Coba Lari dari Kamp Internir, Muslim Uighur Bakal Ditembak Mati
Rabu, 25 Mei 2022 - 14:51 WIB
WASHINGTON - Penjaga di kamp-kamp interniran China yang menahan orang-orang Muslim Uighur berada di bawah tembak mati bagi para tahanan yang berusaha melarikan diri. Hal itu tertuang dalam laporan kepolisian yang bocor ke publik.
Puluhan ribu gambar, dokumen, dan file tentang dugaan penahanan hingga 2 juta penduduk Muslim China, dengan usia berkisar antara 15-73 tahun, dimasukkan dalam laporan yang disebut sebagai "Berkas Polisi Xinjiang ."

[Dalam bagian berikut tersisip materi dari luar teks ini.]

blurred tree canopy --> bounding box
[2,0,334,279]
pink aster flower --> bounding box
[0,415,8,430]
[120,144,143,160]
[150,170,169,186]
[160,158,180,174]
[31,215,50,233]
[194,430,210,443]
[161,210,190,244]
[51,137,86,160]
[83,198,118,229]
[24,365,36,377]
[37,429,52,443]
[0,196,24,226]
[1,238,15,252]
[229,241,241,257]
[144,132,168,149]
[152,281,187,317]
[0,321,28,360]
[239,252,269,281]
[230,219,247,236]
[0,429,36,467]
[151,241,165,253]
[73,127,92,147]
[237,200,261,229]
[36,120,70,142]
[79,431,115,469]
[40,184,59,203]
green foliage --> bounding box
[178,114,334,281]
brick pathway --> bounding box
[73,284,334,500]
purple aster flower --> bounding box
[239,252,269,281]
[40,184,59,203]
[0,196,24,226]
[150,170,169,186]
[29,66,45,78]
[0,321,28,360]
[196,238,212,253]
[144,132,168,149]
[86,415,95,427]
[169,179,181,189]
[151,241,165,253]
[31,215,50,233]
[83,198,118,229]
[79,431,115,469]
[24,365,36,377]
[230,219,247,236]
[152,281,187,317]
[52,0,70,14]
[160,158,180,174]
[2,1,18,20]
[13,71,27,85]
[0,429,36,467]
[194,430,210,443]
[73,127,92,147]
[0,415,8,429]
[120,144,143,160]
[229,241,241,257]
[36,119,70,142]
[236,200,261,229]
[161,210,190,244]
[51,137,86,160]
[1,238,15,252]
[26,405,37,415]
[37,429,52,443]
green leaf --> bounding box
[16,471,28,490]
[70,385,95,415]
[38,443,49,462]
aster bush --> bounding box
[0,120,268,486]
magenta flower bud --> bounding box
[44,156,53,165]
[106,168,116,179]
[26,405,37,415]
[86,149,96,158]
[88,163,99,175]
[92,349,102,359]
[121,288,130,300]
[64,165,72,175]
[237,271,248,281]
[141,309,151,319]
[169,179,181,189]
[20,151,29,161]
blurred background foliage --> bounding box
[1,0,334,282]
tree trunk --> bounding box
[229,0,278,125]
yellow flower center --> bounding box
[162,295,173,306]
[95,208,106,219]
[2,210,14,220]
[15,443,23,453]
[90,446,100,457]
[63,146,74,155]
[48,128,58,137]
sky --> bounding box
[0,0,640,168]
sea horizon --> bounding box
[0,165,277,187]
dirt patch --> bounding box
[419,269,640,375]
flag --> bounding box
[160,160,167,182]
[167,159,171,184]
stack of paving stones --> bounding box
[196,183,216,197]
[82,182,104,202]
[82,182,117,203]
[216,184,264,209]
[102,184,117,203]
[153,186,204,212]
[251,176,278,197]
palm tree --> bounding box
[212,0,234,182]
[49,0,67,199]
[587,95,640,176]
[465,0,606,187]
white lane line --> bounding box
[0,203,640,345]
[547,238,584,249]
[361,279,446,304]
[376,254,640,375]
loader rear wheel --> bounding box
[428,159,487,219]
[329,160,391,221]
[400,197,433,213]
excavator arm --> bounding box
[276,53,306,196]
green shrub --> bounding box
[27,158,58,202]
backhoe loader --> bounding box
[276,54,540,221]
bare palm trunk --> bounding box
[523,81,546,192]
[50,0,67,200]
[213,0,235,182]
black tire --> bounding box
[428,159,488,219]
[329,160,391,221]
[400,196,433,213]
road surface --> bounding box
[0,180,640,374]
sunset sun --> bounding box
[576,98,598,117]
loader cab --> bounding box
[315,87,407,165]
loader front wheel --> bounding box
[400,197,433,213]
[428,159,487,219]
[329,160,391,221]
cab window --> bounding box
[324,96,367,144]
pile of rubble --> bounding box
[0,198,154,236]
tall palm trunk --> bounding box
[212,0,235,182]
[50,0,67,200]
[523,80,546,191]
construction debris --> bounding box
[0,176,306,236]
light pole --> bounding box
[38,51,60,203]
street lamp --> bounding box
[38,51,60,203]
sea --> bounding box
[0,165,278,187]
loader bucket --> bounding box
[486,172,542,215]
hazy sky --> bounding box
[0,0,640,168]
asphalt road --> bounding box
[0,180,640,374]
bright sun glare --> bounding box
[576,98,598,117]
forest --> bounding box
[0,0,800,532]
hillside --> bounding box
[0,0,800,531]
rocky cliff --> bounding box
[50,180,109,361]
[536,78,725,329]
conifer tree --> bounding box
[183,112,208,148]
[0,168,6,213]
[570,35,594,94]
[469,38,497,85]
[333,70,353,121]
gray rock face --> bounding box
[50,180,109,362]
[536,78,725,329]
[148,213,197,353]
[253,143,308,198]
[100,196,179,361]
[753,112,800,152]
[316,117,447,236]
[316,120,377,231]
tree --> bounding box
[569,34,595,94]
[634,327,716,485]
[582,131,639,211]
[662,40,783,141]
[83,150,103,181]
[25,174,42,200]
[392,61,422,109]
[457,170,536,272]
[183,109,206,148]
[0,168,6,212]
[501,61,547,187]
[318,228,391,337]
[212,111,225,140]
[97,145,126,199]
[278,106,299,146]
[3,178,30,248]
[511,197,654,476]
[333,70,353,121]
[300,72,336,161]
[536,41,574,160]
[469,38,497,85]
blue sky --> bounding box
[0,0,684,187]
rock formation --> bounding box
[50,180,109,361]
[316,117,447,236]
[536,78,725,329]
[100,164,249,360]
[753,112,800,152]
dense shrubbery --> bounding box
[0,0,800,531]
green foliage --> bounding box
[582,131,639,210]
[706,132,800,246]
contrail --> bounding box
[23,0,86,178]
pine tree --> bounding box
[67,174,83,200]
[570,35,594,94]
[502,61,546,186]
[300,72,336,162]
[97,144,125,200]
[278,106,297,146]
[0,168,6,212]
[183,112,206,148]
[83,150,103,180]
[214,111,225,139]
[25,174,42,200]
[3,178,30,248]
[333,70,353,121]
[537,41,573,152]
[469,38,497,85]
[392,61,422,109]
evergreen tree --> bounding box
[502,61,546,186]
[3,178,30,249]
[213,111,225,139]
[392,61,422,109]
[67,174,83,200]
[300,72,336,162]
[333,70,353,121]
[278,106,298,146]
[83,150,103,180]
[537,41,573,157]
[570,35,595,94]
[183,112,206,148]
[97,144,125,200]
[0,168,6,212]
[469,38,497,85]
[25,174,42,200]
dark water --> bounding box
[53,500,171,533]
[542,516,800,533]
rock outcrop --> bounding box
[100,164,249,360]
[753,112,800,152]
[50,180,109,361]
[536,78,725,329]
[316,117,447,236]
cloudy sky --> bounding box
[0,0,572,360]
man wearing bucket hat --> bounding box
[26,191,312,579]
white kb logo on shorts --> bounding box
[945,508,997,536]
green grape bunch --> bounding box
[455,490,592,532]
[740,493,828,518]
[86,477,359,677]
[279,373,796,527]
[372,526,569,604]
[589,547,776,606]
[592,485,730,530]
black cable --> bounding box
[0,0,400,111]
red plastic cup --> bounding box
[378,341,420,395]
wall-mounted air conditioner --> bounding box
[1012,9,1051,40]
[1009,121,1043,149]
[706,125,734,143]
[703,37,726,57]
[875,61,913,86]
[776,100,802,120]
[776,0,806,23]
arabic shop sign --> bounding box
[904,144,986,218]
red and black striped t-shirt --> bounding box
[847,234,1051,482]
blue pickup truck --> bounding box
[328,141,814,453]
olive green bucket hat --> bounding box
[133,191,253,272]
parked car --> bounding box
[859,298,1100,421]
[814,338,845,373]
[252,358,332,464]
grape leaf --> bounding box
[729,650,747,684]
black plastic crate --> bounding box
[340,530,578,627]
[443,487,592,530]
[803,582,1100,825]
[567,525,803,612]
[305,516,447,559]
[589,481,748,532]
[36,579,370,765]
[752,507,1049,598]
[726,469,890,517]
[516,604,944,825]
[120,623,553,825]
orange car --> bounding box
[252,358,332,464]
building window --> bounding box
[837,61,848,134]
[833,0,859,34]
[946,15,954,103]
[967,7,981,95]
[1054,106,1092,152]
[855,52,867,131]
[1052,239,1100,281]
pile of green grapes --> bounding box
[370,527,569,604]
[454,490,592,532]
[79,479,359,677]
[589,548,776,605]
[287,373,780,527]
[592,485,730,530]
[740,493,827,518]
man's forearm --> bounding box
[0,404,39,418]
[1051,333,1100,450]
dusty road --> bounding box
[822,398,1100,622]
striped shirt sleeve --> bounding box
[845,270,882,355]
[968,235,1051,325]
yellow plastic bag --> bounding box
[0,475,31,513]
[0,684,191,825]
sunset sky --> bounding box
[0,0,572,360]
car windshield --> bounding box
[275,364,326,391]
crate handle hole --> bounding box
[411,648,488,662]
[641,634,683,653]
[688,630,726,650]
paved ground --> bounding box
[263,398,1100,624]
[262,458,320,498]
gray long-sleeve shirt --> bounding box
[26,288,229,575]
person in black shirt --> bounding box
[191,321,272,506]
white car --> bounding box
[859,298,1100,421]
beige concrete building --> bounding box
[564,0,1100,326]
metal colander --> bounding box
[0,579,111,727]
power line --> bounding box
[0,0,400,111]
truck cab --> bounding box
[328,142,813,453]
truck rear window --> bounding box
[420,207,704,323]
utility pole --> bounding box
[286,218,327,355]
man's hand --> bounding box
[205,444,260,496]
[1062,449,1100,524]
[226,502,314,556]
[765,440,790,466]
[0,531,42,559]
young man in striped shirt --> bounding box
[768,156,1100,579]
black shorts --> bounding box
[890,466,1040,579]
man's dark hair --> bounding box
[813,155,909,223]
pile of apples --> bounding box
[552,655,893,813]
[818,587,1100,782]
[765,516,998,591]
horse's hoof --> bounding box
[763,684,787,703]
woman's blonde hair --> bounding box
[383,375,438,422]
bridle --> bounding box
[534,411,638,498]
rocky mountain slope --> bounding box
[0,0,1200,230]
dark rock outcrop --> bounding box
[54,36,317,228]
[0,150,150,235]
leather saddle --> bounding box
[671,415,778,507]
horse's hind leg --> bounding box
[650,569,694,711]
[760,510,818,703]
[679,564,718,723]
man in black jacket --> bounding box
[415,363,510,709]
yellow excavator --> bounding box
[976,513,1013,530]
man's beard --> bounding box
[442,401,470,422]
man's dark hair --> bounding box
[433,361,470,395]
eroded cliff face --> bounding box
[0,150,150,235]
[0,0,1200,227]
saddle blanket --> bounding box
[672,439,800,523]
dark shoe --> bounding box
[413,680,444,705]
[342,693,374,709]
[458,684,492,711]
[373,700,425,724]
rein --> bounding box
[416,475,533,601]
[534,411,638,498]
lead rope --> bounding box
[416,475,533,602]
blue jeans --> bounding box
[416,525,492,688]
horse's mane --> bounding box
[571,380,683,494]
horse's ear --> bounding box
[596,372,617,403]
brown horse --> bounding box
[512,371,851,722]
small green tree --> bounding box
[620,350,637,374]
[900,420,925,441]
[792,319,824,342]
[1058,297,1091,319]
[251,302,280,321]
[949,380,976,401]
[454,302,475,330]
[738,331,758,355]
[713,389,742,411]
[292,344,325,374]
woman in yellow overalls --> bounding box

Laporan yang dirilis oleh Victims of Communism Memorial Foundation merinci pelecehan yang dihadapi oleh mereka yang ditempatkan di pusat pendidikan ulang atau kejuruan China di wilayah Xinjiang barat sebelum dan termasuk 2018.
"Laporan ini memberikan detail dan bukti yang luar biasa bahwa apa yang dilakukan pemerintah China di Xinjiang jelas bukan pelatihan kejuruan, yang telah mereka klaim selama beberapa tahun terakhir, dan (mereka) sebenarnya menjalankan kamp interniran atau penjara," ujar mantan Duta Besar Amerika Serikat (AS) Andrew Bremberg, yang menjabat sebagai presiden dan CEO yayasan tersebut, kepada Washington Examiner dalam sebuah wawancara.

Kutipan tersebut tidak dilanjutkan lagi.